Now if detection is on in Word 2007/2010 (this doesn't work for 2003 and earlier), you can simply read the misspelled words in the XML (WordprocessingML). This solution is more complicated to set up and manage, and should really only be used if you're not using VBA to program but rather Open XML. A simple query with Linq-to-XML would suffice to get an IEnumerable of all the misspelled words. You would dump all the .Value of the XML between each w:type="spellStart" and w:type="spellEnd" attributes of the <w:proofErr/> element. The document produced above has this paragraph in WordprocessingML:

<w:p w:rsidR="00A357E4" w:rsidRDefault="0008442E">
  <w:r>
    <w:t xml:space="preserve">I </w:t>
  </w:r>
  <w:proofErr w:type="spellStart"/>
  <w:r>
    <w:t>wa</w:t>
  </w:r>
  <w:bookmarkStart w:id="0" w:name="_GoBack"/>
  <w:bookmarkEnd w:id="0"/>
  <w:r>
    <w:t>ntedd</w:t>
  </w:r>
  <w:proofErr w:type="spellEnd"/>
  <w:r>
    <w:t xml:space="preserve"> to </w:t>
  </w:r>
  <w:proofErr w:type="spellStart"/>
  <w:r w:rsidR="003F2F98">
    <w:t>b</w:t>
  </w:r>
  <w:r w:rsidR="005D3127">
    <w:t>eet</w:t>
  </w:r>
  <w:proofErr w:type="spellEnd"/>
  <w:r w:rsidR="005D3127">
    <w:t xml:space="preserve"> </w:t>
  </w:r>
  <w:proofErr w:type="spellStart"/>
  <w:r w:rsidR="005D3127">
    <w:t>hym</w:t>
  </w:r>
  <w:proofErr w:type="spellEnd"/>
  <w:r w:rsidR="005D3127">
    <w:t xml:space="preserve"> </w:t>
  </w:r>
  <w:proofErr w:type="spellStart"/>
  <w:r w:rsidR="005D3127">
    <w:t>uup</w:t>
  </w:r>
  <w:proofErr w:type="spellEnd"/>
  <w:r w:rsidR="005D3127">
    <w:t xml:space="preserve"> to </w:t>
  </w:r>
  <w:proofErr w:type="spellStart"/>
  <w:r w:rsidR="005D3127">
    <w:t>rite</w:t>
  </w:r>
  <w:proofErr w:type="spellEnd"/>
  <w:r w:rsidR="005D3127">
    <w:t xml:space="preserve"> some </w:t>
  </w:r>
  <w:proofErr w:type="spellStart"/>
  <w:r w:rsidR="005D3127">
    <w:t>rongs</w:t>
  </w:r>
  <w:proofErr w:type="spellEnd"/>
  <w:r w:rsidR="005D3127">
    <w:t xml:space="preserve">. </w:t>
  </w:r>
</w:p>
Otaku
Thanks!

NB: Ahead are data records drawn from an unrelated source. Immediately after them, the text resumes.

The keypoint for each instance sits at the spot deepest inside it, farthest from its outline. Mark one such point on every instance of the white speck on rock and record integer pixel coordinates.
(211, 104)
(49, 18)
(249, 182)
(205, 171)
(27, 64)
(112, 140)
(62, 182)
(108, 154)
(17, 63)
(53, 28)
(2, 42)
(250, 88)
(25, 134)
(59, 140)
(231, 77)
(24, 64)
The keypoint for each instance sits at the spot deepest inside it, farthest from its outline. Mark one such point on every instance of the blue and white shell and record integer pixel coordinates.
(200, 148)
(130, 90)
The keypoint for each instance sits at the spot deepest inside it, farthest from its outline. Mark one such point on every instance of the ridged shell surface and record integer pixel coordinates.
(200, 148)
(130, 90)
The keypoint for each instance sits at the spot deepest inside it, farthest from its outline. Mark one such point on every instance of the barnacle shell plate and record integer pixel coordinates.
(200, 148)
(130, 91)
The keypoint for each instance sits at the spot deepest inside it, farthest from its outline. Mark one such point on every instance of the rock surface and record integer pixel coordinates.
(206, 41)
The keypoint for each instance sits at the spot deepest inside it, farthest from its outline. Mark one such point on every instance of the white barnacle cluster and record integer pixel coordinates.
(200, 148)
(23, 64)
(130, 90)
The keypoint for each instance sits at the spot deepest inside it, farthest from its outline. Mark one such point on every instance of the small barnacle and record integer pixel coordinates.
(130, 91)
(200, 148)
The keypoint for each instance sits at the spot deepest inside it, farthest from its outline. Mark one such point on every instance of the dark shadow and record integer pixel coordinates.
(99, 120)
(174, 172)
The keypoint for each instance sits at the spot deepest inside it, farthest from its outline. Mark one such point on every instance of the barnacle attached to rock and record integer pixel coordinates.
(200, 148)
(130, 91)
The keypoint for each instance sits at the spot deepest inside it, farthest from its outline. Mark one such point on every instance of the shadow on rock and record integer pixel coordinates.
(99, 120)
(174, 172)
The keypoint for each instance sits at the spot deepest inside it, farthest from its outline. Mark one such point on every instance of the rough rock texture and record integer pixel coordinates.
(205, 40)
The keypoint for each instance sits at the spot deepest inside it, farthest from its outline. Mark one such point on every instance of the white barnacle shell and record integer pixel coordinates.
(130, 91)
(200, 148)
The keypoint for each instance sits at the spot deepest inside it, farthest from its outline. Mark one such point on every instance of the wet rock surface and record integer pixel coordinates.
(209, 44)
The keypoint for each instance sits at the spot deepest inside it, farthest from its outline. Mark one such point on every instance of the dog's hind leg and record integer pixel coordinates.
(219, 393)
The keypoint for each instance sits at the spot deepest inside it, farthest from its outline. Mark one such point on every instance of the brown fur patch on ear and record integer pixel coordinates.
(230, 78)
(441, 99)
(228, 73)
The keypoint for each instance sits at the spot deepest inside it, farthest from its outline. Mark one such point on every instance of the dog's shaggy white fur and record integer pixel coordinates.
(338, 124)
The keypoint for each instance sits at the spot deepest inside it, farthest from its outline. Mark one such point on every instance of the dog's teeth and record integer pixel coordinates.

This is turning out to be more interesting than I thought. The speed accessing SpellingErrors does increase with more words. And beyond just the number of words. The same five misspelled words pasted 2000 times get accessed at about 2 seconds per word in the loop. In my document, it's 20 - 33 seconds per word. It looks like that can't be worked around in VBA. That leaves OpenXML, which makes me think we'll talk again. Thanks for the information.